Alors qu’une rencontre de 3 heures a été organisée fin janvier entre le président nicaraguayen Daniel Ortega et une délégation américaine à Managua pour tenter de trouver une solution pacifique au conflit, force est de reconnaître que cette entrevue a accouché d’une souris et que la situation reste très critique pour le peuple nicaraguayen.

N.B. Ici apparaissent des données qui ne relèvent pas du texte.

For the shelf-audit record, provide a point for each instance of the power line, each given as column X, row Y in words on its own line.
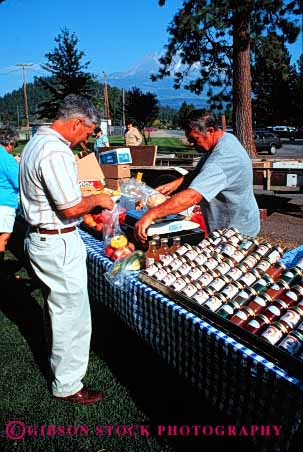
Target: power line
column 25, row 92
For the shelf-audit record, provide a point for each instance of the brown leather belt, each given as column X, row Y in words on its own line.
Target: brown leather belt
column 52, row 231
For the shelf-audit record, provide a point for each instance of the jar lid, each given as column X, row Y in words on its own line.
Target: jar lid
column 264, row 318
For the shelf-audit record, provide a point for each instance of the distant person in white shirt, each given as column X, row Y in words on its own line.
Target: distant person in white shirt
column 132, row 136
column 52, row 205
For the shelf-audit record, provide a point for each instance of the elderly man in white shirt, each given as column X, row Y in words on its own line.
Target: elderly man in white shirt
column 52, row 205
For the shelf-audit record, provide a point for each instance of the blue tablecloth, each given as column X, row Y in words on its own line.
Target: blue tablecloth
column 236, row 380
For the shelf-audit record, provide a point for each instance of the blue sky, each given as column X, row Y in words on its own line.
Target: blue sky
column 114, row 34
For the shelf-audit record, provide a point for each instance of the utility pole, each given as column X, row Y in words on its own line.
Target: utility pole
column 106, row 102
column 25, row 92
column 123, row 109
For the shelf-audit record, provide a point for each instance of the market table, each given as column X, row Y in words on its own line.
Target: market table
column 236, row 380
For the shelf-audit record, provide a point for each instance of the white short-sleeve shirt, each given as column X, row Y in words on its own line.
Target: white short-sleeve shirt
column 48, row 180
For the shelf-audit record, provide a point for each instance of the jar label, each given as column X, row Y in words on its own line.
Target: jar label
column 254, row 323
column 291, row 318
column 272, row 334
column 291, row 344
column 274, row 310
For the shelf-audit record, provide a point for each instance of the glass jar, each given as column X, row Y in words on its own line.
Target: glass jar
column 232, row 289
column 245, row 295
column 257, row 325
column 259, row 303
column 215, row 302
column 203, row 295
column 249, row 278
column 274, row 254
column 292, row 276
column 276, row 270
column 242, row 316
column 274, row 333
column 262, row 284
column 292, row 316
column 292, row 343
column 275, row 310
column 277, row 289
column 263, row 248
column 228, row 309
column 293, row 295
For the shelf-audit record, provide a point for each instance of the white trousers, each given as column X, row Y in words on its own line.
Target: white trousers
column 59, row 261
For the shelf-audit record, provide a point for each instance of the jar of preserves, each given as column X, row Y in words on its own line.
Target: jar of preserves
column 263, row 265
column 218, row 283
column 232, row 289
column 170, row 278
column 293, row 295
column 183, row 249
column 276, row 270
column 277, row 289
column 228, row 309
column 211, row 263
column 234, row 273
column 207, row 278
column 242, row 316
column 262, row 284
column 200, row 259
column 215, row 302
column 259, row 303
column 251, row 260
column 292, row 316
column 250, row 277
column 245, row 295
column 274, row 254
column 257, row 325
column 274, row 333
column 180, row 283
column 275, row 310
column 292, row 343
column 185, row 268
column 196, row 272
column 249, row 245
column 291, row 276
column 263, row 248
column 150, row 271
column 203, row 295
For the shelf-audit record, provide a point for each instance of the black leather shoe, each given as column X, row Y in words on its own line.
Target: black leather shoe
column 83, row 397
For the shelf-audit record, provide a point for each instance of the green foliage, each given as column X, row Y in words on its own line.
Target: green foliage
column 210, row 32
column 67, row 71
column 141, row 108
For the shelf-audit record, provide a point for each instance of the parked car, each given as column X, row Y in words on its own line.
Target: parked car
column 267, row 141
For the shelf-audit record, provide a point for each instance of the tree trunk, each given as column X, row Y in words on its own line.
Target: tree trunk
column 242, row 106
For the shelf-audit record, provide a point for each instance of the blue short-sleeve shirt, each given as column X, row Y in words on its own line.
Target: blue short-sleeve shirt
column 225, row 180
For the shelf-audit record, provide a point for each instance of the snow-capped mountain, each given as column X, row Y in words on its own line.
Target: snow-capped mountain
column 139, row 76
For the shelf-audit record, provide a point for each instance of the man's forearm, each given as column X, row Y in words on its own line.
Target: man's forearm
column 175, row 204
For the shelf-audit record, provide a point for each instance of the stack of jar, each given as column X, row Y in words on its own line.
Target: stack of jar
column 241, row 280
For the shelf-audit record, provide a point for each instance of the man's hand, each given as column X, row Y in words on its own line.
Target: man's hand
column 168, row 189
column 105, row 201
column 142, row 225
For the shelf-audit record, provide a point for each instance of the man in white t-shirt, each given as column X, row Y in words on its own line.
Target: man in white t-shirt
column 52, row 205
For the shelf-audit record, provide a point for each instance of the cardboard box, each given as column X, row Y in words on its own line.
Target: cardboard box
column 114, row 184
column 115, row 156
column 116, row 171
column 91, row 177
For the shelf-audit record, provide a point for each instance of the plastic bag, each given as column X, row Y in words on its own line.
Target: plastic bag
column 135, row 194
column 121, row 270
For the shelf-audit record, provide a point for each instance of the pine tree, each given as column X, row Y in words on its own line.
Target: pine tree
column 141, row 108
column 67, row 71
column 219, row 35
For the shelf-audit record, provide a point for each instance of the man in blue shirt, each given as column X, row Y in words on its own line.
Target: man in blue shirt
column 222, row 182
column 9, row 188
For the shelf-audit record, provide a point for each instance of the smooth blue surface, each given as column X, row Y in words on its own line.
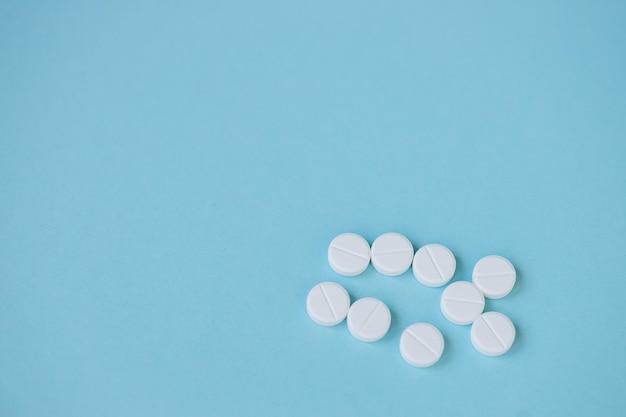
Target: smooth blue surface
column 171, row 175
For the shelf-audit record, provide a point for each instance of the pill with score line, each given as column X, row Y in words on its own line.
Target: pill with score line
column 494, row 276
column 492, row 333
column 369, row 319
column 392, row 254
column 462, row 302
column 421, row 344
column 328, row 303
column 434, row 265
column 349, row 254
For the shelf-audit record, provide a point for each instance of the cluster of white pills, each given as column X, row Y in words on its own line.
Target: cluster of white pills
column 434, row 265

La crise au Nicaragua est partie d’une réforme voulue – puis abandonnée – par Daniel Ortega en avril 2018. A cette époque, le président de la République envisage d’augmenter les cotisations tant pour les salariés que pour les employeurs et de baisser de 5 % le montant des retraites pour combler le déficit de la sécurité sociale. Une réforme qui ne passe pas dans le pays. Les retraités ont fait part de leur mécontentement car leur pension devait elle aussi être baissée de 5 % afin de « couvrir des frais médicaux » qui jusque là étaient gratuits. Ainsi, les vagues de contestation contre cette réforme ont très vite mêlé jeunes étudiants (des universités publiques et privées), habitants des quartiers et retraités. Une convergence des luttes qui a abouti à des manifestations violentes, conduit Daniel Ortega à renoncer à cette réforme dès le 22 avril. Toutefois, une bonne partie du peuple n’a pas décoléré et les violences ont perduré. Si l’on se fie aux chiffres officiels, on dénombrerait 199 morts entre avril et juin 2018. Du côté de l’Association nicaraguayenne des droits humains, on en comptait 481 en septembre et 545 en novembre 2018. En outre, 4000 blessés seraient à déplorer, ainsi que 2000 personnes arrêtées et plus de 1300 emprisonnées.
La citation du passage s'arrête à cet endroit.